Related to issues of using mismatched OS versions, which can result in system packaged managers (e.g. apt) neglecting to pull necessary dependencies, users can also forget to collect ALL dependencies for the desired software. For example, Python packages can easily be downloaded via https://pypi.org/ or https://github.com/ but users must remember that all of the Python package dependencies will also be needed.

Dynamic Calls to Online Services

In some cases, software may need to download additional content that might not be initially obvious. Here are a few common examples of this issue:

  1. An extension is needed for a specific software feature.

  2. Software needing a response from an online API before proceeding.

  3. Network-based installers. These might be smaller to download, but then when executed pull more data from the Internet.

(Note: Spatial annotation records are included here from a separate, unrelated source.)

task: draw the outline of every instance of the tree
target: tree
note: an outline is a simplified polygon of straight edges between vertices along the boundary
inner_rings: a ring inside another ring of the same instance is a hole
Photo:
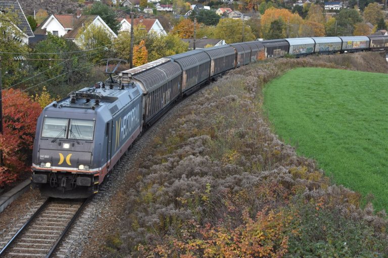
[[[325,26],[319,22],[306,21],[301,26],[299,35],[301,37],[323,37]]]
[[[29,171],[36,120],[42,110],[26,93],[12,88],[3,91],[3,105],[0,149],[4,164],[0,166],[0,187]]]
[[[95,2],[91,8],[84,11],[83,14],[99,15],[109,28],[116,34],[121,26],[114,10],[100,2]]]
[[[363,23],[358,23],[354,25],[354,31],[353,31],[353,36],[365,36],[369,35],[370,33],[369,27]]]
[[[322,12],[323,9],[319,5],[311,4],[309,11],[307,12],[307,19],[314,22],[322,23],[325,19]]]
[[[36,28],[36,26],[38,26],[38,24],[36,23],[36,21],[35,20],[35,19],[34,19],[34,17],[31,15],[29,15],[27,17],[27,20],[28,22],[28,24],[30,25],[30,27],[31,27],[31,29],[32,30],[32,31],[35,30],[35,29]]]
[[[274,39],[285,37],[285,23],[281,17],[272,21],[269,29],[263,32],[263,36],[266,39]]]
[[[40,23],[41,23],[42,22],[43,22],[44,19],[47,17],[47,16],[48,16],[48,14],[47,13],[46,10],[43,9],[39,9],[35,16],[35,19],[36,20],[36,23],[38,24],[38,25],[40,25]]]
[[[377,24],[380,19],[384,19],[382,11],[377,3],[368,5],[364,10],[363,15],[365,22],[370,22],[375,25]]]
[[[356,9],[342,9],[336,17],[336,26],[337,36],[352,36],[354,25],[362,21],[362,17]]]
[[[274,21],[277,21],[272,23]],[[297,37],[299,27],[303,22],[302,17],[298,14],[293,14],[286,9],[270,8],[261,17],[261,33],[265,39],[268,39],[266,37],[268,36],[271,38]],[[282,36],[274,37],[275,35],[280,35],[280,29],[282,30]]]
[[[190,15],[190,19],[194,21],[194,18],[196,17],[199,23],[207,26],[217,25],[221,18],[215,12],[205,9],[193,11]]]
[[[29,48],[27,44],[21,43],[16,37],[22,38],[23,34],[16,27],[20,20],[17,14],[12,10],[3,10],[0,12],[0,52],[2,54],[2,77],[3,87],[10,87],[16,82],[24,78],[27,69],[23,67],[24,63],[14,62],[14,55],[7,53],[27,53]]]
[[[89,64],[84,53],[79,53],[80,48],[73,41],[48,33],[44,40],[37,42],[34,47],[34,56],[36,59],[29,61],[33,69],[31,69],[33,78],[29,82],[38,84],[50,79],[48,83],[43,83],[53,96],[63,96],[74,90],[76,85],[86,78],[90,70]],[[101,51],[102,49],[99,49]],[[47,53],[57,53],[47,54]],[[48,59],[52,60],[49,61]],[[61,59],[62,60],[57,60]],[[79,70],[82,68],[81,70]],[[61,75],[62,74],[62,75]],[[40,92],[41,88],[33,87],[30,93]]]
[[[200,25],[197,23],[196,26],[198,30]],[[194,35],[194,23],[189,19],[182,19],[174,26],[171,33],[176,34],[181,38],[191,38]]]
[[[105,46],[112,43],[111,36],[102,26],[91,24],[80,30],[76,42],[84,49],[93,49],[88,51],[89,60],[94,64],[101,59],[109,57],[107,52],[102,52]]]
[[[384,21],[384,18],[380,18],[380,20],[377,22],[377,30],[386,30],[386,23]]]
[[[139,66],[148,62],[148,51],[146,47],[144,40],[140,41],[140,44],[133,46],[133,65]]]
[[[142,8],[144,9],[146,7],[147,7],[147,4],[148,4],[147,0],[140,0],[140,8]],[[142,9],[141,9],[142,10]]]
[[[225,18],[220,20],[214,30],[216,38],[224,39],[228,44],[241,42],[243,40],[243,21]],[[244,26],[244,41],[250,41],[256,38],[250,27]]]

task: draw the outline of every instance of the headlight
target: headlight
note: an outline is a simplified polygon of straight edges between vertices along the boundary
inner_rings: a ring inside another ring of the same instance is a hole
[[[78,166],[78,169],[80,170],[89,170],[89,165],[80,165]]]
[[[41,162],[40,167],[42,168],[51,168],[51,163],[50,162]]]

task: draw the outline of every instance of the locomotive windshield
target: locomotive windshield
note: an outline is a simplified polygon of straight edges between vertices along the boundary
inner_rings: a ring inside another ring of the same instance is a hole
[[[93,120],[45,117],[42,137],[92,140],[94,131]]]

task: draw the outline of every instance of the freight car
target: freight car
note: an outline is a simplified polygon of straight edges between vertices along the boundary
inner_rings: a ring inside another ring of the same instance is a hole
[[[38,119],[32,185],[80,198],[98,191],[144,128],[208,80],[258,60],[388,49],[388,36],[286,38],[197,49],[123,71],[46,107]]]

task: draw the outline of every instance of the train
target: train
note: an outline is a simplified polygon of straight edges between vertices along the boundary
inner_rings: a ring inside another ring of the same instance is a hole
[[[257,40],[192,50],[109,73],[107,80],[43,109],[34,140],[32,186],[57,198],[98,192],[144,130],[177,101],[229,70],[286,55],[386,50],[388,36]]]

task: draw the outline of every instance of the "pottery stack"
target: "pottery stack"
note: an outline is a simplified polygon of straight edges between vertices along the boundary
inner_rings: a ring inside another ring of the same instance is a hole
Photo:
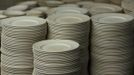
[[[45,39],[46,28],[46,21],[37,17],[2,20],[1,75],[32,74],[32,45]]]

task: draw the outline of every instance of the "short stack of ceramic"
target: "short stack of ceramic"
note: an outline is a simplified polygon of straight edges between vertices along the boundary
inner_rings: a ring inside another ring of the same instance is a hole
[[[134,12],[134,0],[123,0],[121,6],[125,13]]]
[[[39,10],[29,10],[26,12],[27,16],[45,17],[45,14]]]
[[[0,14],[3,14],[5,10],[0,10]]]
[[[53,13],[51,14],[76,13],[76,14],[89,15],[89,11],[87,9],[79,7],[57,7],[54,8],[52,11]]]
[[[96,3],[89,9],[91,15],[103,14],[103,13],[121,13],[122,8],[113,4]]]
[[[45,40],[33,45],[33,75],[80,75],[79,44],[72,40]]]
[[[13,17],[2,20],[2,75],[31,75],[32,45],[46,37],[46,21],[38,17]]]
[[[60,5],[59,7],[79,7],[79,5],[77,5],[77,4],[63,4],[63,5]]]
[[[37,11],[41,11],[45,17],[47,17],[47,12],[50,8],[47,7],[47,6],[42,6],[42,7],[36,7],[36,8],[33,8],[31,10],[37,10]]]
[[[79,5],[82,8],[89,9],[94,5],[94,2],[93,1],[80,1],[80,2],[77,2],[77,5]]]
[[[87,75],[90,18],[83,14],[64,13],[48,16],[47,21],[48,39],[69,39],[81,45],[81,63],[86,65],[83,67],[83,73],[86,74],[82,75]]]
[[[25,16],[26,12],[19,10],[6,10],[4,11],[4,15],[8,17],[18,17],[18,16]]]
[[[64,2],[59,0],[46,0],[45,3],[48,7],[58,7],[59,5],[64,4]]]
[[[94,0],[95,2],[99,2],[99,3],[110,3],[110,0]]]
[[[119,13],[92,17],[92,75],[133,75],[133,20]]]
[[[76,3],[76,2],[79,2],[81,0],[61,0],[61,1],[65,2],[65,3]]]
[[[127,14],[134,17],[134,12],[130,12],[130,13],[127,13]]]
[[[31,1],[24,1],[24,2],[21,2],[19,3],[18,5],[26,5],[29,7],[29,9],[32,9],[34,7],[37,7],[38,6],[38,2],[35,1],[35,0],[31,0]]]

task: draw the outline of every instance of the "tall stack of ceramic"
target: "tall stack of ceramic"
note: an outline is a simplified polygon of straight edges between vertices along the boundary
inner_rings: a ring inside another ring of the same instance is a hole
[[[33,45],[33,75],[80,75],[79,44],[71,40],[46,40]]]
[[[6,18],[7,16],[0,14],[0,23],[1,23],[1,20],[6,19]],[[1,38],[1,32],[2,32],[1,26],[2,25],[0,24],[0,38]],[[0,42],[1,42],[1,39],[0,39]],[[1,47],[1,44],[0,44],[0,47]],[[0,49],[0,63],[1,63],[1,49]],[[1,64],[0,64],[0,72],[1,72]]]
[[[92,21],[92,75],[133,75],[134,18],[107,13]]]
[[[134,0],[123,0],[121,6],[125,13],[134,12]]]
[[[32,74],[32,45],[45,39],[46,28],[46,21],[37,17],[13,17],[2,21],[2,75]]]
[[[69,39],[81,45],[82,75],[87,75],[90,18],[83,14],[64,13],[51,15],[47,20],[48,39]]]
[[[96,3],[91,8],[89,8],[89,12],[91,15],[103,13],[121,13],[122,8],[113,4]]]

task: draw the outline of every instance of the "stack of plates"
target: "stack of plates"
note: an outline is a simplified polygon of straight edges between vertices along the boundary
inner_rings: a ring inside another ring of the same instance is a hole
[[[42,11],[39,10],[29,10],[26,12],[27,16],[36,16],[36,17],[45,17],[45,14]]]
[[[20,10],[6,10],[4,11],[4,15],[8,17],[17,17],[17,16],[25,16],[26,13]]]
[[[37,17],[13,17],[2,20],[2,75],[31,75],[32,44],[45,39],[46,21]]]
[[[27,5],[15,5],[7,8],[7,10],[19,10],[19,11],[26,11],[27,9],[29,9]]]
[[[121,6],[124,8],[125,13],[134,12],[133,0],[123,0]]]
[[[111,3],[113,3],[113,4],[121,5],[121,2],[122,2],[123,0],[110,0],[110,1],[111,1]]]
[[[94,2],[93,1],[80,1],[80,2],[77,2],[77,5],[79,5],[82,8],[89,9],[94,5]]]
[[[0,15],[0,38],[1,38],[1,32],[2,32],[1,20],[6,19],[6,18],[7,18],[6,15]],[[1,41],[1,39],[0,39],[0,41]],[[1,46],[1,45],[0,45],[0,46]]]
[[[134,12],[130,12],[130,13],[127,13],[127,14],[134,17]]]
[[[76,2],[79,2],[81,0],[62,0],[62,1],[65,3],[76,3]]]
[[[122,8],[113,4],[96,3],[89,9],[91,15],[102,14],[102,13],[120,13]]]
[[[79,7],[57,7],[53,9],[52,14],[64,14],[64,13],[76,13],[76,14],[85,14],[89,15],[89,11],[85,8],[79,8]]]
[[[57,7],[64,4],[64,2],[58,0],[46,0],[45,3],[48,7]]]
[[[60,5],[59,7],[79,7],[77,4],[63,4]]]
[[[48,16],[47,20],[49,25],[48,39],[69,39],[80,43],[81,61],[87,65],[90,18],[82,14],[64,13]],[[83,71],[87,70],[86,67],[83,68]]]
[[[80,75],[79,44],[71,40],[46,40],[33,45],[33,75]]]
[[[33,8],[32,10],[38,10],[38,11],[41,11],[43,12],[44,14],[47,14],[48,10],[49,10],[49,7],[36,7],[36,8]]]
[[[37,1],[24,1],[19,3],[18,5],[27,5],[30,9],[37,7],[38,6],[38,2]]]
[[[92,17],[92,75],[133,75],[133,20],[119,13]]]
[[[0,10],[0,14],[3,14],[5,10]]]

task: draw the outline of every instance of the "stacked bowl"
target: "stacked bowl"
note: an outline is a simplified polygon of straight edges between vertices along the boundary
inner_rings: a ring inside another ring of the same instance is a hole
[[[125,13],[134,12],[133,0],[123,0],[121,6],[124,8]]]
[[[33,75],[80,75],[79,44],[72,40],[46,40],[33,45]]]
[[[91,8],[95,3],[93,1],[79,1],[77,2],[77,5],[79,5],[82,8]]]
[[[96,3],[89,9],[91,15],[102,14],[102,13],[121,13],[122,8],[113,4]]]
[[[133,75],[133,20],[119,13],[92,17],[92,75]]]
[[[32,45],[45,39],[46,21],[37,17],[13,17],[2,20],[2,75],[31,75]]]
[[[83,75],[87,75],[90,18],[83,14],[64,13],[48,16],[47,21],[48,39],[69,39],[80,44],[82,70],[86,73]]]
[[[63,13],[76,13],[76,14],[84,14],[89,15],[89,11],[85,8],[79,7],[57,7],[52,10],[51,14],[63,14]]]

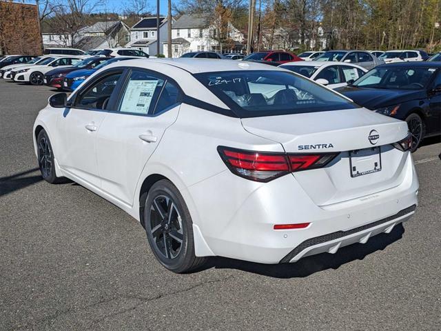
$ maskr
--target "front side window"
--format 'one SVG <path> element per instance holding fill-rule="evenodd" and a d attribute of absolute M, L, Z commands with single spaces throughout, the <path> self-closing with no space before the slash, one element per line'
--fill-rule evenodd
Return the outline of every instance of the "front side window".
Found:
<path fill-rule="evenodd" d="M 338 94 L 290 72 L 250 70 L 194 74 L 238 117 L 353 109 Z"/>
<path fill-rule="evenodd" d="M 372 69 L 353 85 L 374 88 L 420 90 L 427 86 L 436 71 L 436 68 L 382 66 Z"/>
<path fill-rule="evenodd" d="M 141 70 L 134 70 L 121 101 L 119 110 L 132 114 L 152 114 L 164 87 L 163 79 Z"/>
<path fill-rule="evenodd" d="M 280 68 L 287 69 L 305 77 L 311 78 L 311 76 L 312 76 L 320 67 L 312 66 L 282 66 Z"/>
<path fill-rule="evenodd" d="M 365 52 L 358 52 L 358 62 L 372 62 L 372 57 Z"/>
<path fill-rule="evenodd" d="M 91 109 L 107 109 L 110 96 L 113 92 L 121 72 L 105 76 L 102 79 L 88 88 L 84 93 L 80 94 L 75 100 L 74 107 Z"/>

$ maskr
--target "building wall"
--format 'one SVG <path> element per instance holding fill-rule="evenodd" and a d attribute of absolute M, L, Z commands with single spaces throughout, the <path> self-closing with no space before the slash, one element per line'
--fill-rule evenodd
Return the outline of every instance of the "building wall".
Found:
<path fill-rule="evenodd" d="M 0 54 L 43 52 L 37 6 L 0 1 Z"/>

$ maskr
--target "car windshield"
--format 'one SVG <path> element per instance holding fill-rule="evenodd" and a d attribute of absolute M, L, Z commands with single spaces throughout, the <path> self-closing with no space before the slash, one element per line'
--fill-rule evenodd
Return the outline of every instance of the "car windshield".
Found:
<path fill-rule="evenodd" d="M 297 55 L 298 57 L 308 57 L 312 54 L 312 52 L 303 52 L 300 55 Z"/>
<path fill-rule="evenodd" d="M 44 66 L 46 64 L 49 64 L 52 61 L 54 61 L 56 58 L 55 57 L 46 57 L 45 59 L 43 59 L 43 60 L 41 60 L 41 61 L 38 62 L 38 65 L 39 66 Z"/>
<path fill-rule="evenodd" d="M 311 78 L 311 76 L 312 76 L 320 67 L 314 66 L 281 66 L 280 68 L 287 69 L 305 77 Z"/>
<path fill-rule="evenodd" d="M 348 99 L 291 72 L 250 70 L 194 74 L 238 117 L 352 109 Z"/>
<path fill-rule="evenodd" d="M 194 57 L 194 56 L 197 53 L 192 52 L 189 52 L 189 53 L 185 53 L 185 54 L 183 54 L 181 57 Z"/>
<path fill-rule="evenodd" d="M 378 59 L 395 59 L 400 57 L 400 55 L 401 55 L 401 52 L 386 52 L 380 55 Z"/>
<path fill-rule="evenodd" d="M 347 52 L 325 52 L 320 57 L 316 59 L 316 61 L 340 61 L 341 60 Z"/>
<path fill-rule="evenodd" d="M 80 61 L 75 66 L 74 66 L 74 68 L 85 68 L 89 64 L 92 63 L 96 60 L 96 59 L 85 59 L 84 60 Z"/>
<path fill-rule="evenodd" d="M 441 61 L 441 53 L 432 55 L 427 61 Z"/>
<path fill-rule="evenodd" d="M 266 52 L 258 52 L 257 53 L 252 53 L 245 57 L 244 60 L 255 60 L 255 61 L 263 61 L 265 57 L 268 55 Z"/>
<path fill-rule="evenodd" d="M 424 88 L 436 68 L 389 66 L 372 69 L 352 85 L 360 88 L 420 90 Z"/>

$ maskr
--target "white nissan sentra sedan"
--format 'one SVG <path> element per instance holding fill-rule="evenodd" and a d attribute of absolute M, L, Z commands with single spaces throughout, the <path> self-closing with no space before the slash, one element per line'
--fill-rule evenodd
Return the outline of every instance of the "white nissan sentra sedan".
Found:
<path fill-rule="evenodd" d="M 140 221 L 176 272 L 214 255 L 335 253 L 417 205 L 405 122 L 265 64 L 117 62 L 50 97 L 33 133 L 44 179 L 68 177 Z"/>

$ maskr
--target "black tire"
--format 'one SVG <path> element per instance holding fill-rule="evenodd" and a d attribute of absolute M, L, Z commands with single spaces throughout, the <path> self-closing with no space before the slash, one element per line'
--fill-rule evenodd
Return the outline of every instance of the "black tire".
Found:
<path fill-rule="evenodd" d="M 420 147 L 421 141 L 422 141 L 422 139 L 424 138 L 426 126 L 421 117 L 415 112 L 413 112 L 406 117 L 406 121 L 407 122 L 409 131 L 412 135 L 412 148 L 411 148 L 411 152 L 413 152 Z"/>
<path fill-rule="evenodd" d="M 187 272 L 203 265 L 194 254 L 193 222 L 184 199 L 168 180 L 150 188 L 144 208 L 147 238 L 155 257 L 165 268 Z"/>
<path fill-rule="evenodd" d="M 29 77 L 29 82 L 31 85 L 43 85 L 43 74 L 38 71 L 32 72 Z"/>
<path fill-rule="evenodd" d="M 43 179 L 51 184 L 64 181 L 63 177 L 57 177 L 55 174 L 52 146 L 44 130 L 40 131 L 37 137 L 37 150 L 39 168 Z"/>

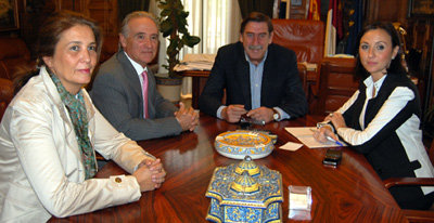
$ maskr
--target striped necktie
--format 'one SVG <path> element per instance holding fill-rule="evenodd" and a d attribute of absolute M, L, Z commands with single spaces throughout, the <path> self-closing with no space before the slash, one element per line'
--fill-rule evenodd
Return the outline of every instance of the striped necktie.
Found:
<path fill-rule="evenodd" d="M 148 115 L 148 71 L 143 70 L 142 75 L 142 95 L 143 95 L 143 118 L 149 118 Z"/>

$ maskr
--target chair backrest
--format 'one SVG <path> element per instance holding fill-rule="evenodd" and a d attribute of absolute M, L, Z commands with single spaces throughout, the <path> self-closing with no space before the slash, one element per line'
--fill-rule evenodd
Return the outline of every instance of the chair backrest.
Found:
<path fill-rule="evenodd" d="M 307 84 L 307 68 L 304 64 L 297 63 L 298 76 L 302 81 L 303 90 L 305 91 L 306 96 L 308 96 L 309 89 Z"/>
<path fill-rule="evenodd" d="M 355 78 L 354 63 L 324 62 L 321 64 L 317 115 L 326 115 L 340 108 L 359 86 Z"/>
<path fill-rule="evenodd" d="M 13 99 L 13 84 L 9 79 L 0 78 L 0 120 L 11 100 Z"/>
<path fill-rule="evenodd" d="M 272 19 L 272 42 L 295 52 L 298 62 L 321 63 L 324 23 L 310 19 Z"/>

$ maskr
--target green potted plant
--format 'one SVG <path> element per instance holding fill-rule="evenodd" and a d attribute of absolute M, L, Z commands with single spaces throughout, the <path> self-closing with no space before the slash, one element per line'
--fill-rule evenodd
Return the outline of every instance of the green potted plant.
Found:
<path fill-rule="evenodd" d="M 163 65 L 168 70 L 166 78 L 157 78 L 158 91 L 170 101 L 179 101 L 180 84 L 182 82 L 181 76 L 175 71 L 175 66 L 179 64 L 179 51 L 184 47 L 193 48 L 201 41 L 201 38 L 191 36 L 187 29 L 187 17 L 189 12 L 183 10 L 181 0 L 159 0 L 158 8 L 162 10 L 159 13 L 159 30 L 163 37 L 169 37 L 169 45 L 166 49 L 167 63 Z M 173 89 L 174 96 L 166 94 L 167 88 L 163 86 L 179 84 L 178 90 Z"/>

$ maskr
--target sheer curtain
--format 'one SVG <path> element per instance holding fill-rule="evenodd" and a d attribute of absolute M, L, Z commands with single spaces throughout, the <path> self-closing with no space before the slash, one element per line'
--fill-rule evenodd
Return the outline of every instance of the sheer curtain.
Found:
<path fill-rule="evenodd" d="M 240 38 L 241 12 L 238 1 L 234 0 L 182 0 L 184 10 L 190 12 L 188 19 L 191 35 L 199 36 L 201 42 L 194 48 L 184 48 L 180 58 L 187 53 L 217 53 L 217 50 L 228 43 L 237 42 Z M 156 1 L 151 0 L 150 12 L 159 15 Z M 159 73 L 167 73 L 162 64 L 166 62 L 166 45 L 168 40 L 159 40 Z M 183 97 L 191 97 L 191 78 L 183 78 Z"/>
<path fill-rule="evenodd" d="M 183 0 L 189 31 L 201 37 L 199 47 L 186 53 L 217 53 L 221 45 L 239 40 L 241 12 L 233 0 Z"/>
<path fill-rule="evenodd" d="M 194 48 L 184 48 L 180 53 L 180 58 L 187 53 L 217 53 L 217 50 L 228 43 L 237 42 L 240 38 L 241 11 L 238 1 L 234 0 L 182 0 L 184 10 L 188 11 L 189 31 L 191 35 L 199 36 L 201 42 Z M 156 0 L 151 0 L 150 12 L 159 16 L 159 9 Z M 158 64 L 159 73 L 167 73 L 162 64 L 166 62 L 166 47 L 168 40 L 161 36 Z M 183 78 L 183 97 L 191 97 L 191 78 Z"/>
<path fill-rule="evenodd" d="M 215 54 L 225 44 L 239 40 L 241 12 L 238 1 L 233 0 L 182 0 L 188 17 L 191 35 L 201 37 L 194 48 L 184 48 L 187 53 Z M 181 56 L 182 57 L 182 56 Z M 182 82 L 183 97 L 191 96 L 192 80 L 184 78 Z"/>

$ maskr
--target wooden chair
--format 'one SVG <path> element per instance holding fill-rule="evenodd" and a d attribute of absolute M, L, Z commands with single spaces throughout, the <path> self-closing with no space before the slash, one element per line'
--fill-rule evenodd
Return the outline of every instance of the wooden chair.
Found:
<path fill-rule="evenodd" d="M 427 150 L 430 160 L 434 159 L 434 140 Z M 434 186 L 434 178 L 392 178 L 383 181 L 388 189 L 393 186 Z M 404 209 L 404 215 L 409 222 L 434 222 L 434 211 L 432 210 L 407 210 Z"/>
<path fill-rule="evenodd" d="M 4 112 L 9 103 L 14 96 L 13 83 L 9 79 L 0 78 L 0 120 L 3 117 Z"/>
<path fill-rule="evenodd" d="M 354 62 L 326 61 L 321 64 L 318 100 L 311 114 L 333 113 L 356 92 L 359 79 L 354 76 Z"/>

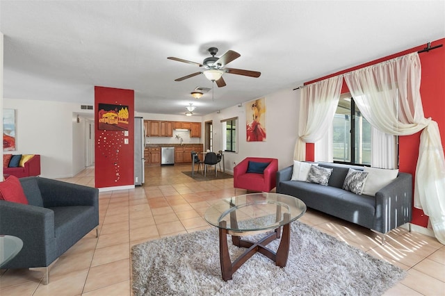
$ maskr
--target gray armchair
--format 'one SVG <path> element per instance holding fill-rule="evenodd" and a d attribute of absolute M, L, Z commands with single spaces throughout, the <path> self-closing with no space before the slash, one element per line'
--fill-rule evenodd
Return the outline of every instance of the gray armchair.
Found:
<path fill-rule="evenodd" d="M 0 200 L 0 234 L 19 238 L 23 248 L 0 268 L 43 271 L 47 284 L 56 260 L 97 229 L 99 190 L 36 176 L 19 180 L 29 204 Z"/>

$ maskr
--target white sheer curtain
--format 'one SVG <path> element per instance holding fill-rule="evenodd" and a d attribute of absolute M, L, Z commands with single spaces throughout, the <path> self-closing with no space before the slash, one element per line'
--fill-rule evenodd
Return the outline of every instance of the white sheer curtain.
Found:
<path fill-rule="evenodd" d="M 396 169 L 397 137 L 371 126 L 371 166 L 382 169 Z"/>
<path fill-rule="evenodd" d="M 410 54 L 344 76 L 355 103 L 376 129 L 396 135 L 423 130 L 414 183 L 414 206 L 430 217 L 445 244 L 445 160 L 436 122 L 426 119 L 420 97 L 419 54 Z"/>
<path fill-rule="evenodd" d="M 325 79 L 306 86 L 301 90 L 298 138 L 293 159 L 306 159 L 306 142 L 314 143 L 327 131 L 339 104 L 343 76 Z"/>

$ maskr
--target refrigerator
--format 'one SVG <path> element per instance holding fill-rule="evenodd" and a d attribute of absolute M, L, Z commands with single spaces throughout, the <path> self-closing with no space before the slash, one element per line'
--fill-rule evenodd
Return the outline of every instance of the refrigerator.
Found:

To avoid these issues, it’s best to actually practice installing the software via an offline VM to understand it’s needs prior to using it in your FIREWHEEL experiment.

Collecting Packages

This section provides tips on collecting packages for various systems.

Note

There are likely other ways of accomplishing the same goals. We are happy to accept suggestions and/or improvements to these methods.

Ubuntu Debian Packages

To install a collection of debian packages in a FIREWHEEL experiment, users can simply call the install_debs method (assuming that their VM has been decorated as a linux.ubuntu.UbuntuHost). However, how users need to first collect all the necessary packages. First, we recommend starting an Internet-accessible VM using the exact same image that will be used in FIREWHEEL (see VM Builder for an example). Once the VM is started, you can follow the following steps:

  1. Clear out /var/cache/apt/archives of any remaining .deb files. This ensures that you only save off files that were not previously available to the VM.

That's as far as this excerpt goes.